The electric car giant sparked controversy after announcing that its vehicles would soon be exclusively available to buy online, but has now announced that large-scale closures are not on the cards.

Although this will be welcome news for those employed in Tesla showrooms around the world, the move does not come without compromises elsewhere. Store closures would have freed up money to allow for a 6% reduction in price for Tesla models, but as this is no longer going ahead, prices will instead rise by 3%.

The already expensive Model 3s, the Model S, and Model X will all increase in price, meaning that £2,400 will be added to the £80,200 Model X SUV, which is already prohibitively expensive for many.

The Tesla price increase is despite Elon Musk saying in a letter to employees in January that “our products are still too expensive for most people”.

The only car that will not rise in price is Tesla’s cheapest product, the $35,000 Model 3.

This is the latest in a series of money-generating tactics by the company. Tesla recently closed 10% of sales locations, and the future of the rest of its retail stores remains up in the air, with a statement from the company saying “we have been closely evaluating every single Tesla retail location, and we have decided to keep significantly more stores open than previously announced as we continue to evaluate them over the course of several months.”

In January, the company announced that it would be reducing its workforce by 7%, after eliminating 4,100 jobs in June.

In a letter to Tesla employees, Elon Musk said that 2018 had been the “most challenging” year in the company’s history and as a result cuts were necessary.

Tesla price increase: is the company in trouble?

The Tesla price increase appears to point to a company in trouble, and 2018 was certainly the year that Tesla hit the headlines for all the wrong reasons.

This was largely due to the actions of CEO and founder Elon Musk. Musk has been followed by controversy over the past year, after tweeting that he planned to take the company private in August, prompting an investigation by the Securities and Exchange Commission.

Along with failing to meet its Model 3 production targets, there have also been several safety concerns over Tesla’s autopilot feature, after reports of fatal crashes and the recall of 100,000 Model S cars over power steering issues.

This has prompted some to predict that the company may be heading for financial difficulty. According to the BBC, the company was $10bn in debt at the end of 2017, and its shares fell by about a quarter between September and May last year.
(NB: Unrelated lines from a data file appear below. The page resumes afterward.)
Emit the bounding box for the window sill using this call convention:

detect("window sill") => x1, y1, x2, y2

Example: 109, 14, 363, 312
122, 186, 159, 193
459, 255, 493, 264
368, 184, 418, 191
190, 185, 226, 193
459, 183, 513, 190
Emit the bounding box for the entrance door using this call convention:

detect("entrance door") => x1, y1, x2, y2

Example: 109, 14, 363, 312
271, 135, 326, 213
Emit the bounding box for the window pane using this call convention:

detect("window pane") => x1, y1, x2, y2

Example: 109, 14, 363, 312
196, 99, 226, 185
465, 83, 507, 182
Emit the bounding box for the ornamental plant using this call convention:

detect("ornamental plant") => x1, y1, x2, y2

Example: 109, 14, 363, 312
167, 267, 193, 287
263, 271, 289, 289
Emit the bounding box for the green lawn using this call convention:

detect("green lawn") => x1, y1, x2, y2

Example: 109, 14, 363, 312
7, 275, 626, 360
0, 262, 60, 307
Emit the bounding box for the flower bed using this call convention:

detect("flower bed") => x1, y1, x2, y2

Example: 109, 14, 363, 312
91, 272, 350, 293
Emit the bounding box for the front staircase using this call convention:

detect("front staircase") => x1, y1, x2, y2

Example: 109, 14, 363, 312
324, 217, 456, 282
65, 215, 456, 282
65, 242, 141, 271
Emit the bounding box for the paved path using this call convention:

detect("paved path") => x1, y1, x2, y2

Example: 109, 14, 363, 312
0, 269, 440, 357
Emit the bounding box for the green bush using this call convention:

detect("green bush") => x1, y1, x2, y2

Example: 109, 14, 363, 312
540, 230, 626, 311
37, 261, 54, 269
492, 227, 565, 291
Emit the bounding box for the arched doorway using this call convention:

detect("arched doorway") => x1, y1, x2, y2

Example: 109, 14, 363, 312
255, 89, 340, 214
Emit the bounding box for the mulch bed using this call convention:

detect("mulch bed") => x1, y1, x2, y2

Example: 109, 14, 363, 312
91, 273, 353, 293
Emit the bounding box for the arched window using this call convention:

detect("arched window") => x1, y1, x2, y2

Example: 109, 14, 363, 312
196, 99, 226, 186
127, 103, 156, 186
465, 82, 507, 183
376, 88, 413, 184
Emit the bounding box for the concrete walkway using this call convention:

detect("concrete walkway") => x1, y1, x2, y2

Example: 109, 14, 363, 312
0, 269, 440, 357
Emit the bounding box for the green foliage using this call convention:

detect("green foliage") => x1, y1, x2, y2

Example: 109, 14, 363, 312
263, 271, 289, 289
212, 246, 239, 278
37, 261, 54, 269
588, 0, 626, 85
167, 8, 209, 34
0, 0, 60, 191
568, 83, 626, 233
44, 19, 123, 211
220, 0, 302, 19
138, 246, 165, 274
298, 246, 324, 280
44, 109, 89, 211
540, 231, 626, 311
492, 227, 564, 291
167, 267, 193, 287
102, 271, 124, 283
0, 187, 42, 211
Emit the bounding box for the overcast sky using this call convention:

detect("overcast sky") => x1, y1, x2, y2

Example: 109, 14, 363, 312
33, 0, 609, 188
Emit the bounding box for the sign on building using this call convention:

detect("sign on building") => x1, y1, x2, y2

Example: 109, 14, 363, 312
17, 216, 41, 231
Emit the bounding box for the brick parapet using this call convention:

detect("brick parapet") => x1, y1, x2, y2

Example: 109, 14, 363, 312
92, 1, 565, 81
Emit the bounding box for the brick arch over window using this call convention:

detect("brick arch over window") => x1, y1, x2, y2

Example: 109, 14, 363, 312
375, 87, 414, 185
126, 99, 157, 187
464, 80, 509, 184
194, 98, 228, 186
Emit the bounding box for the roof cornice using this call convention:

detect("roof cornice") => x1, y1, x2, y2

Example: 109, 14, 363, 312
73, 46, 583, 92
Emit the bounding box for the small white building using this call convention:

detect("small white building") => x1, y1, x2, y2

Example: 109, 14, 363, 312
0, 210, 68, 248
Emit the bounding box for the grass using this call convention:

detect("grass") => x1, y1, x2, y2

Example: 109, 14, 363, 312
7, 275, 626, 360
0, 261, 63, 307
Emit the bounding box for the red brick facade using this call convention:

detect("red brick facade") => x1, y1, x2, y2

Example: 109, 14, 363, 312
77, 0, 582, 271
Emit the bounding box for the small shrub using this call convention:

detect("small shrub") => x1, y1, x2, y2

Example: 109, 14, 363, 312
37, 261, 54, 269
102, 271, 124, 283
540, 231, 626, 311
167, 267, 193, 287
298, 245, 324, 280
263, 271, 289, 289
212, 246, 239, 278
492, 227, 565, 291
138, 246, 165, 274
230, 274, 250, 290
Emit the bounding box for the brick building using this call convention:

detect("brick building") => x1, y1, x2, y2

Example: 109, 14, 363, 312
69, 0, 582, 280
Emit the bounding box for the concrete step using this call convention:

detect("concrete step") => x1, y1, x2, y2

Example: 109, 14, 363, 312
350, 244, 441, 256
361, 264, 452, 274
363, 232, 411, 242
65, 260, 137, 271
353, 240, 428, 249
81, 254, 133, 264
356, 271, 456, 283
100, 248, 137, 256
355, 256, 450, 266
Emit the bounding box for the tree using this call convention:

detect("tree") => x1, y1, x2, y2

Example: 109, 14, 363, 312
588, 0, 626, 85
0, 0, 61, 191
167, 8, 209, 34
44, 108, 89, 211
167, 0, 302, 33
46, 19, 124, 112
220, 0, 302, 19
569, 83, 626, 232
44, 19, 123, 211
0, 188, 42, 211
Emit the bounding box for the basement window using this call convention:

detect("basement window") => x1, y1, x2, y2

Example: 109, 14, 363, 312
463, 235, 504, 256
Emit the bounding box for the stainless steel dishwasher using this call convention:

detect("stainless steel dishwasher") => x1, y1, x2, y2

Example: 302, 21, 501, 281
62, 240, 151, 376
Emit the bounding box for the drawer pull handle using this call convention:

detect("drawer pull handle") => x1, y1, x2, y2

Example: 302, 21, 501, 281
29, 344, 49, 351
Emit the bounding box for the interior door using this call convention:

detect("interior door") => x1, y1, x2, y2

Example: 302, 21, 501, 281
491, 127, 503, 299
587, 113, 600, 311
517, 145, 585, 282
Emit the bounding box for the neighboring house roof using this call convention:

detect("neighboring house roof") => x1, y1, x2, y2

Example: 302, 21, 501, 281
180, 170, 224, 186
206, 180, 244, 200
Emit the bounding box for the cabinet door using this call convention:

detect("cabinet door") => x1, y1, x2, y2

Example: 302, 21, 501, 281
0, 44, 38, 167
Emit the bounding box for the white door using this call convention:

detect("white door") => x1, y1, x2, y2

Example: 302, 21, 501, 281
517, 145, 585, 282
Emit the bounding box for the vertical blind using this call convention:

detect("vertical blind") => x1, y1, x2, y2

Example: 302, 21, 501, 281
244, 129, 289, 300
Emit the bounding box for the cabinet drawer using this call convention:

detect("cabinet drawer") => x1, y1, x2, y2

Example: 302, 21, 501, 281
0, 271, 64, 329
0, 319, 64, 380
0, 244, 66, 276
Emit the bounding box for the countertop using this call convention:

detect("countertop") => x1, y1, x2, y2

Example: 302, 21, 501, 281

However, it may be too soon to write off the company just yet. Although its most recent quarterly earnings fell short of analysts’ earnings expectations, the company made a profit for the first time, reporting a 4% profit.

Although Musk himself said that this was “small by most standards”, the company delivered almost as many cars in the last quarter alone as it did in the whole of 2017.

Tesla’s Model 3 was the best-selling electric vehicle in the world in 2018, suggesting that focusing on cheaper models may be the way forward for the company.

Although this may not be the financial results the company hoped for, it may suggest that Tesla has managed to survive the PR nightmare it faced last year.

“A smart move”

Richard Laermer, CEO of media company RLM Public Relations, believes that the Tesla price increase is a sign that the company has moved on from its “bad situations” from 2018:

“Shutting stores would be a sign of weakness. Musk is anything but weak. The 3%  is a token gesture—a smart idea. Musk is changing the world, a little at a time. Everything he does has major effect on so much of our future. Good for him. I applaud his decision. It signals he’s calmed down since the bad situations he put himself into during 2018.”

Michael Driehorst,Digital Media Editor for Washington, DC at  SmartBrief.com believes that the brand could be strengthened by the change of tactics and the Tesla price increase:

“From a marketing standpoint, Tesla’s move to “backtrack” on the closing of its stores to about half is a smart move at a relatively minimal price pain point of 3%. It’s a move that should strengthen its brand perception for potential owners by maintaining the opportunity for a personal, custom approach during much of the sales process.

“The move also should help turnaround the customer service issues Elon Musk’s company has faced in recent months, by keeping more of its “touch points” in person, rather than solely online.

“While people do crave the convenience of things like online ordering, we still want to feel valued, and the best way to do that is through an in-person service connection.”